C’est erroné. Le moteur principal de l’économie guyanaise, c’est la … consommation. Sur-rémunération des fonctionnaires, prestations sociales…
C’est dire la rigueur de ce texte.
C’est un peu une bouillie ce texte qui sur le fonds est très clivant. Que ce soit au sujet de l’immigration choisie ou subie, des constats des situations de l’enseignement scolaire les regrets exprimés de devoir s’adapter aux différentes cultures pour faire face aux différences est mal vécue par ses universitaires.
Selon ma compréhension, l’on sent poindre la nostalgie d’une élite qui regrette sur le fonds l’entre soi d’avant et les pertes de traditions strictement créoles.
Très pompeux pour un travail universitaire, une spécificité ? Un peu de modestie ne nuit pas à la qualité.
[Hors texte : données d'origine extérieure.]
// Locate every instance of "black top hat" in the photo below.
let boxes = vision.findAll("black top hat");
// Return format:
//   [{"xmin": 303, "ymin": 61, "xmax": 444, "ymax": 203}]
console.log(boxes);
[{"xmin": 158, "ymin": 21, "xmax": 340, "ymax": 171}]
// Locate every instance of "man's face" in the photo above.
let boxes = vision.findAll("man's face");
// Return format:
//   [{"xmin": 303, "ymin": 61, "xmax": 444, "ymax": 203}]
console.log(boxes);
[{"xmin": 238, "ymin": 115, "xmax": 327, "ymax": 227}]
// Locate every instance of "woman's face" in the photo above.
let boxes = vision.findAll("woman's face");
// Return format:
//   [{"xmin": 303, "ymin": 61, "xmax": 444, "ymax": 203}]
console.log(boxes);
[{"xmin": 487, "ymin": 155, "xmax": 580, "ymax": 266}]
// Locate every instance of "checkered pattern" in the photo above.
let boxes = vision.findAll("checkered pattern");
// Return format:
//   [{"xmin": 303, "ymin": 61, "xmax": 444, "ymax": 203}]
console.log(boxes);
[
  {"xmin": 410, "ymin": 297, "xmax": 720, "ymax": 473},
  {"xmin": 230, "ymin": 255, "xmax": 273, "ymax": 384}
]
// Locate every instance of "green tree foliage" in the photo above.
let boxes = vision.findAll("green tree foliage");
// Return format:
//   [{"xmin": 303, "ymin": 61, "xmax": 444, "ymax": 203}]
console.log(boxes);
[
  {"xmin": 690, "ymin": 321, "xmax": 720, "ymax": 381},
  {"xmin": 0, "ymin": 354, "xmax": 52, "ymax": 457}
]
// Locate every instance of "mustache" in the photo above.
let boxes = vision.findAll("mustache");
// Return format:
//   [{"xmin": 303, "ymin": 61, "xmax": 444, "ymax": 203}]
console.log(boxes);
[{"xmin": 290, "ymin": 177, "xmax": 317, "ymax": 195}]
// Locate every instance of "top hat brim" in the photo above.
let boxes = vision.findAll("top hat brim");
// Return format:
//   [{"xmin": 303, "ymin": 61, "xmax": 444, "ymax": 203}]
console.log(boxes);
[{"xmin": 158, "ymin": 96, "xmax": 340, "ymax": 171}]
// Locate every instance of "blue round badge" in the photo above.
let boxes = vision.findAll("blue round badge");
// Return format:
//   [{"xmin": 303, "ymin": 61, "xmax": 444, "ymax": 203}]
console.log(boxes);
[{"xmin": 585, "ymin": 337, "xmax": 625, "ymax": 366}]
Il s’agit juste de l’introduction à une réflexion de fond, avec des oublis, beaucoup de vœux pieux et quelques envolées lyriques. Si votre ramage se rapporte à votre bagage (universitaire) vous devriez pouvoir mieux faire.
Cet article va bientôt fêter 1 an. Et n’oublions pas, juste avant les mouvements sociaux de l’année dernière. Des gens compétents se proposaient de regarder et analyser en profondeur la question de la gouvernance qu’après à été mis en question plus durement pour les blocages. La démocratie va vraiment pas bien de ces jambes. Des chercheurs universitaires devraient être mieux écoutés… Mais je constate que le pouvoir politique publique écoute et finance plutôt ces médias qui vendent des stéréotypes puisque ceci le permets d’empêcher les gens de voir leur vraie incapacité de gérer les grands contentieux! Tels que la sécurité: qu’elle soit civile ou sociale ou même la santé publique. Absence d’autres services publiques et beaucoup plus!